US tax time: A later deadline and other tax facts

Thanks to a holiday in Washington, D.C., the federal tax-filing deadline this year is April 17. The postponement provides an opportunity to learn exactly why you can file later and gives you time to review the following short list of tax facts worth knowing.

1. How the filing deadline moved to April 17

Ann Hermes/The Christian Science Monitor/File
In this 2011 file photo, Paul Connolly chooses tax forms at the IRS office in the John F. Kennedy Federal Building in Boston, Mass.

Americans who think of April 15 as T-Day can thank Washington, D.C., this year for extending the traditional tax-filing deadline to April 17. There’s an interesting and in some ways ironic story here.

Normally, when April 15 falls on a Sunday, as it does this time, taxpayers are given a one-day reprieve. But this year’s grace day, April 16, happens to fall on Emancipation Day, an observance that became a holiday in the District of Columbia in 2005. By federal law, any holiday celebrated in the district has the same impact on tax deadlines as federal holidays.
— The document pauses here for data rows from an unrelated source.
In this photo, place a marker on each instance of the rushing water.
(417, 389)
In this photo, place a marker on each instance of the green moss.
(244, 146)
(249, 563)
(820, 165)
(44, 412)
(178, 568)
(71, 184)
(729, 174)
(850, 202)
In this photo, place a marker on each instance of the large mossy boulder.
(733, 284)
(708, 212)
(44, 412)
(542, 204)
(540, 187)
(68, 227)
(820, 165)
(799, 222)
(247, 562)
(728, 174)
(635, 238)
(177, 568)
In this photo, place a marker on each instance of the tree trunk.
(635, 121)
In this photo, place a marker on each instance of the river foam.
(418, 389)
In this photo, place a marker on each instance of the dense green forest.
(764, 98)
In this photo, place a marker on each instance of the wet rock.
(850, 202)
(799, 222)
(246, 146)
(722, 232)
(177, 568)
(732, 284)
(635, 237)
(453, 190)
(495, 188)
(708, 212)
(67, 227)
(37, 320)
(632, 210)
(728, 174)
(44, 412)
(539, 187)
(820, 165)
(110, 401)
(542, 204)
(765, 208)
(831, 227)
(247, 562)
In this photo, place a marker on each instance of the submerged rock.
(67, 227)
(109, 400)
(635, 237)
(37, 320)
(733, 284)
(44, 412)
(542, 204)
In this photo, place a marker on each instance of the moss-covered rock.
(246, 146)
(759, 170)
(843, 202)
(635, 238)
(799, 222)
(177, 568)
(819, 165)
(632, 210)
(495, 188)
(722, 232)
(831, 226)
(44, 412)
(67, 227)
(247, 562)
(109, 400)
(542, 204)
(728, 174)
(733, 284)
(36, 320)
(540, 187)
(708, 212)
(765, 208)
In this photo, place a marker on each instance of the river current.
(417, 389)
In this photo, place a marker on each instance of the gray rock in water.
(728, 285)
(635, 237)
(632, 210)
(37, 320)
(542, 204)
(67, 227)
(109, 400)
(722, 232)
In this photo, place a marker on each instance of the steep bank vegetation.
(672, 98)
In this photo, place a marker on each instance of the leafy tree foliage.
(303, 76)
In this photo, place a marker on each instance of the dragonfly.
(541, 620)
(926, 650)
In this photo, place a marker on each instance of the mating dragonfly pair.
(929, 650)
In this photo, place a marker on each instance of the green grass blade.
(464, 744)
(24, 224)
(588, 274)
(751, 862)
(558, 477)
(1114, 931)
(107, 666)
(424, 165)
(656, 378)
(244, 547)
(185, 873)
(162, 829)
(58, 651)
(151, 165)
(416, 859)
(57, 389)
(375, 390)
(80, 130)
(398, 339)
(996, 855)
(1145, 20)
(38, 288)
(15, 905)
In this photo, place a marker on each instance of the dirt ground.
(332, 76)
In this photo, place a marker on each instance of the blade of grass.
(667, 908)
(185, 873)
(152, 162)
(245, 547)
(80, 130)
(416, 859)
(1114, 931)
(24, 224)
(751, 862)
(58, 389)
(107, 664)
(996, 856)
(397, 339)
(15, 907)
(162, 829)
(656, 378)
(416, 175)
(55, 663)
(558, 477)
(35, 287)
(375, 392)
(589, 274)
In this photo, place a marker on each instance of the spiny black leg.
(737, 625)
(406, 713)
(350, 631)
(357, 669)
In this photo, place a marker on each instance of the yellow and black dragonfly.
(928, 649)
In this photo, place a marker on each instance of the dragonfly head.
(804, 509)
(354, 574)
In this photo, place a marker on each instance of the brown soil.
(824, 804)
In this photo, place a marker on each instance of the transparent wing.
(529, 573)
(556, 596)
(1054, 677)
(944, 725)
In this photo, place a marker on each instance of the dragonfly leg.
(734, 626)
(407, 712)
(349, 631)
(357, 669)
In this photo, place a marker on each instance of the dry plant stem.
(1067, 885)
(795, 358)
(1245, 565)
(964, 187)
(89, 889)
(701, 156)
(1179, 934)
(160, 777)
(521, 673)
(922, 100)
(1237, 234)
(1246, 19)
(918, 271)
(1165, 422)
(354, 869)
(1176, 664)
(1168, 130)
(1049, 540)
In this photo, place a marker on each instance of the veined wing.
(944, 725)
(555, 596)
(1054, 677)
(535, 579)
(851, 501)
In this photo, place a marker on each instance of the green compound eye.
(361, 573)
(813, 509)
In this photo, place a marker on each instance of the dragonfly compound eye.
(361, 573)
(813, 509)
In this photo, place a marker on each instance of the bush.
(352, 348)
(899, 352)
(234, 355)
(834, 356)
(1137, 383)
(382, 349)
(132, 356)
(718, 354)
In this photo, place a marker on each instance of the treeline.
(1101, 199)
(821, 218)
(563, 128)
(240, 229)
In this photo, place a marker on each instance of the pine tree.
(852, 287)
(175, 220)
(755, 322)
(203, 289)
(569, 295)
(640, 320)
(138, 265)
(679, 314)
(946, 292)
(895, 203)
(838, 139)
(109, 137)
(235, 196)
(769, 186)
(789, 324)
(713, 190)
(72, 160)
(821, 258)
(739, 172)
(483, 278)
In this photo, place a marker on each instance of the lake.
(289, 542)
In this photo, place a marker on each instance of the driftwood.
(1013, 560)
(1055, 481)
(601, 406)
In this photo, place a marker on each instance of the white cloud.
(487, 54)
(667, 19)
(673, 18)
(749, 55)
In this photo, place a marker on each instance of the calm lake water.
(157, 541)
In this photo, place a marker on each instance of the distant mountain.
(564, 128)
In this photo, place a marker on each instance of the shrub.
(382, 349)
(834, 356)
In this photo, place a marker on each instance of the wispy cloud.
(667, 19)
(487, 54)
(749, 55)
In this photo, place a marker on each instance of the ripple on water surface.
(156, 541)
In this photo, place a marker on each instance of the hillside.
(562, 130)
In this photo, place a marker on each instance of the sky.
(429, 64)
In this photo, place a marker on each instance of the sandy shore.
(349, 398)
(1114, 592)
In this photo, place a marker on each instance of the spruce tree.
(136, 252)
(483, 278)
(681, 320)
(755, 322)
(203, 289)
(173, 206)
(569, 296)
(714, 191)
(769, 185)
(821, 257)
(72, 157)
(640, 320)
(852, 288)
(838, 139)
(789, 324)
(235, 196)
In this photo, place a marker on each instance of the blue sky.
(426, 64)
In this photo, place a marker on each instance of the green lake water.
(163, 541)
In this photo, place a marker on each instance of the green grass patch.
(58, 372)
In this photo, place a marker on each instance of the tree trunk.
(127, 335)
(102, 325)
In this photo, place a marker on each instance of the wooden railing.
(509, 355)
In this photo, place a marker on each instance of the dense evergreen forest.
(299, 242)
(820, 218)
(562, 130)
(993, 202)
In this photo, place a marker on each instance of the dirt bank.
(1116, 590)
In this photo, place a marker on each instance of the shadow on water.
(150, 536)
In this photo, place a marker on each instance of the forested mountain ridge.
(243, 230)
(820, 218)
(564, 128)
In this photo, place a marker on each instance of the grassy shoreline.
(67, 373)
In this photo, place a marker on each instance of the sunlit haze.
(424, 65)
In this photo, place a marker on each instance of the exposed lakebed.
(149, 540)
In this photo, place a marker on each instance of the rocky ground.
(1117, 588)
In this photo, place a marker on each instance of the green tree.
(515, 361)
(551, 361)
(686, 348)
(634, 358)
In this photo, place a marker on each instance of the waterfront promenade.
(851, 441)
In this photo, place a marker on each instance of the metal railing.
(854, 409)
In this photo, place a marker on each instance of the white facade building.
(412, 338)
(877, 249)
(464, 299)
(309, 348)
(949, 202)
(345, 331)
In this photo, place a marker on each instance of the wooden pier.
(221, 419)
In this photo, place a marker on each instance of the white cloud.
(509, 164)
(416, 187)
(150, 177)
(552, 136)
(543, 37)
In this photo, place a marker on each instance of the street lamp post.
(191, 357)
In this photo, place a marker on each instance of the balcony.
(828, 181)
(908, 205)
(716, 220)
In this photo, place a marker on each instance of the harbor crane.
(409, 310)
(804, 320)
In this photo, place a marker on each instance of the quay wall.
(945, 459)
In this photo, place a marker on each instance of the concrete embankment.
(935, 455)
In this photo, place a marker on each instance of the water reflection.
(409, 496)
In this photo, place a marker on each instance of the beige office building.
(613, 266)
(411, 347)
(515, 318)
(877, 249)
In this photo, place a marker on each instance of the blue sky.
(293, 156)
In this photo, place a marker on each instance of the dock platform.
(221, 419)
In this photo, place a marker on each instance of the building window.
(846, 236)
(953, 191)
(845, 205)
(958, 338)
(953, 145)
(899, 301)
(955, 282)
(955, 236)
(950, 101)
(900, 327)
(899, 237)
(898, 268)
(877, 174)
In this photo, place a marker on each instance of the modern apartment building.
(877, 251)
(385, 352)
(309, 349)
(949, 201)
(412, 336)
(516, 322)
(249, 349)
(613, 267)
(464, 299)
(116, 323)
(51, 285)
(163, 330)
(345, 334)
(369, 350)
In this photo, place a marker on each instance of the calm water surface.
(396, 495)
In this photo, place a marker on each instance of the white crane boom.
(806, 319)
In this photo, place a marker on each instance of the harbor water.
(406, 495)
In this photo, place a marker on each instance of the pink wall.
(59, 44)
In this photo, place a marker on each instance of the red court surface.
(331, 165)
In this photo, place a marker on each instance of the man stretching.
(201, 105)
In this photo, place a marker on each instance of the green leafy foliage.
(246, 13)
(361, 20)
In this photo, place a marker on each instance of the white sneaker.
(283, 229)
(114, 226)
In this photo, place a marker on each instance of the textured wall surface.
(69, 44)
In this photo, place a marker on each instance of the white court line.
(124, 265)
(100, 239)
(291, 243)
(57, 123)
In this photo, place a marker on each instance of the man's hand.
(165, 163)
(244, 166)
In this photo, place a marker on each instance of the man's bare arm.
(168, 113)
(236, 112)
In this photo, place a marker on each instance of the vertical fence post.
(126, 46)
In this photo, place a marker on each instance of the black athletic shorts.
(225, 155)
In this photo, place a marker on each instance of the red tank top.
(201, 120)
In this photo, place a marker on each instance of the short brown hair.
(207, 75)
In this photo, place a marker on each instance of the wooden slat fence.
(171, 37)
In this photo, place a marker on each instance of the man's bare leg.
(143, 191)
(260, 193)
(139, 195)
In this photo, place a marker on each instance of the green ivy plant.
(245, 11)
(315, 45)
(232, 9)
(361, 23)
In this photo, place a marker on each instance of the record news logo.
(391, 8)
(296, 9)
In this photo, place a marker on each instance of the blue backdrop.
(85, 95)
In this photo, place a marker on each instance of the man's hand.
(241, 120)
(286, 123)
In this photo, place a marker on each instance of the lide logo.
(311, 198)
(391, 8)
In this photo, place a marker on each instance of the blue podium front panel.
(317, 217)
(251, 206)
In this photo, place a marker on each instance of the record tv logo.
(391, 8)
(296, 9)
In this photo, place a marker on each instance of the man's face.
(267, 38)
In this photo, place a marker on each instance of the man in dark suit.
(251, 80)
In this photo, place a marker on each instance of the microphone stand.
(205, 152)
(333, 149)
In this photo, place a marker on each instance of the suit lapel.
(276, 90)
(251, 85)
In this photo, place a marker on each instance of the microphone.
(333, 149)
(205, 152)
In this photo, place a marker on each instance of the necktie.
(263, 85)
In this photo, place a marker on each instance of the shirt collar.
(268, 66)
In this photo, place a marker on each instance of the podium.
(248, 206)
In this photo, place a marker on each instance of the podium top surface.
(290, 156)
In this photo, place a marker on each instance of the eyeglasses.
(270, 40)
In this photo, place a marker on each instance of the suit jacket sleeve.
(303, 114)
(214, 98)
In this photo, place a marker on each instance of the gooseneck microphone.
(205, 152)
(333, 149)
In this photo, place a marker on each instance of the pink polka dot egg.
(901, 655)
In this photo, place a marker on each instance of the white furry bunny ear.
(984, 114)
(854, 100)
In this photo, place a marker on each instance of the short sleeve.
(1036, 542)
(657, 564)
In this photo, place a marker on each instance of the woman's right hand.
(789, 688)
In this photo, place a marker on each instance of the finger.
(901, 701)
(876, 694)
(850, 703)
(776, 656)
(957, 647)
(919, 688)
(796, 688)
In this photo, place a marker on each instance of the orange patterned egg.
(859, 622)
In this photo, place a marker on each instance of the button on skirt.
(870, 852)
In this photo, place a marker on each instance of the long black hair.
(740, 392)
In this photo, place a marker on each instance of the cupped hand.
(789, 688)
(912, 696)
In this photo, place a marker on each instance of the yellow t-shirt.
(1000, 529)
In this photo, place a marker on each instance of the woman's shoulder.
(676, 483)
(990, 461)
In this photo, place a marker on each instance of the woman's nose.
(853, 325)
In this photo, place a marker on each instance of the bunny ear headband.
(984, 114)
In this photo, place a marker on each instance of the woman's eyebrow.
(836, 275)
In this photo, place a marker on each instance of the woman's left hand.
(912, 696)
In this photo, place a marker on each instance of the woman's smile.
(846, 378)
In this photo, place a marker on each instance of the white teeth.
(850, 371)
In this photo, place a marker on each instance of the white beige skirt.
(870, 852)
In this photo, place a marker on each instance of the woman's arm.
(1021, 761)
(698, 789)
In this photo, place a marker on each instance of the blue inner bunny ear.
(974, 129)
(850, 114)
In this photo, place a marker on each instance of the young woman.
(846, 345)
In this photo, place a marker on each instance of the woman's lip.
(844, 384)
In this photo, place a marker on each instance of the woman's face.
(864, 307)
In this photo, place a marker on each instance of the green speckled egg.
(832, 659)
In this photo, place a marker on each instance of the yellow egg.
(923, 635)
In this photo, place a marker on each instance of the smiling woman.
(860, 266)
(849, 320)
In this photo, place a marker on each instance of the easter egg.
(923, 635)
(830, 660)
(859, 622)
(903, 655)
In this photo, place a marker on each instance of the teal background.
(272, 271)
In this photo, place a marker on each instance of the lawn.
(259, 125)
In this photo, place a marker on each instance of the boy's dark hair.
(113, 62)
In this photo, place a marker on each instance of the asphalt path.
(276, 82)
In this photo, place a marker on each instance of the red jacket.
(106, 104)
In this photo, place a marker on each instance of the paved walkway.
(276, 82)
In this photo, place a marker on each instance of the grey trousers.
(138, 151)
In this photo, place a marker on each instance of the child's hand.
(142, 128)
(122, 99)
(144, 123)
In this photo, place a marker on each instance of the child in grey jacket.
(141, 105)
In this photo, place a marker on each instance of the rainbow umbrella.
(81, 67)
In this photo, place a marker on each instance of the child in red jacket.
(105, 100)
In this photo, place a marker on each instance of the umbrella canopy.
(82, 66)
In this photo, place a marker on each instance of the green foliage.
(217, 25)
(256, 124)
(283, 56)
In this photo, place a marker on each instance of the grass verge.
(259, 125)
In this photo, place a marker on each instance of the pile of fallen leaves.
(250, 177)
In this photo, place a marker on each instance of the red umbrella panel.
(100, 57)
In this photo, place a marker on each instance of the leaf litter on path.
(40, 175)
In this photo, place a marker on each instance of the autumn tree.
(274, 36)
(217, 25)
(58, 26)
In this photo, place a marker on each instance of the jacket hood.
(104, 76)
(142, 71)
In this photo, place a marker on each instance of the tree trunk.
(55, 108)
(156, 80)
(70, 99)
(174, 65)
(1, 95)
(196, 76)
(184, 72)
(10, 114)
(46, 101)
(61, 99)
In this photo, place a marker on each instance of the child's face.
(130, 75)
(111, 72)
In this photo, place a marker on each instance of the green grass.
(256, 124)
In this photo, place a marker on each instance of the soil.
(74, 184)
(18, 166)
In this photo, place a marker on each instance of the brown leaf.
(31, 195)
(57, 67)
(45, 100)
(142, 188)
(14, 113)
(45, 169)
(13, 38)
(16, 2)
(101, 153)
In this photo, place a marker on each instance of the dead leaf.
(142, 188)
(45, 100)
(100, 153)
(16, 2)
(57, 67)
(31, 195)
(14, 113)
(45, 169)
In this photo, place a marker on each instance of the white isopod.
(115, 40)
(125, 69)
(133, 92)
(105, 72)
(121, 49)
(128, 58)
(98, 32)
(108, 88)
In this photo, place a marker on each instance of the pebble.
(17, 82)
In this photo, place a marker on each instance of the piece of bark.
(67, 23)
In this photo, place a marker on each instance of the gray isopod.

The reason that Emancipation Day has achieved holiday status in district is because that is where President Abraham Lincoln made slaves living in the district the nation’s “First Freed,” signing the Compensated Emancipation Act nine months before issuing his historic Emancipation Proclamation.
The ironic aspect of Washington’s impact on the delayed tax-filing deadline is that the district does not have a voting representative in Congress, which has long been a sore point for residents. After all, it was the whole notion of “no taxation without representation” that fueled the Colonists anger over tariffs, led to the Boston Tea Party protest in 1773, and ultimately sparked the Revolutionary War.

Americans have been tax-averse ever since, and it took the 16th Amendment to the Constitution, ratified in 1913 after four years by the requisite 36 states, to make an income tax a permanent fixture of the US system.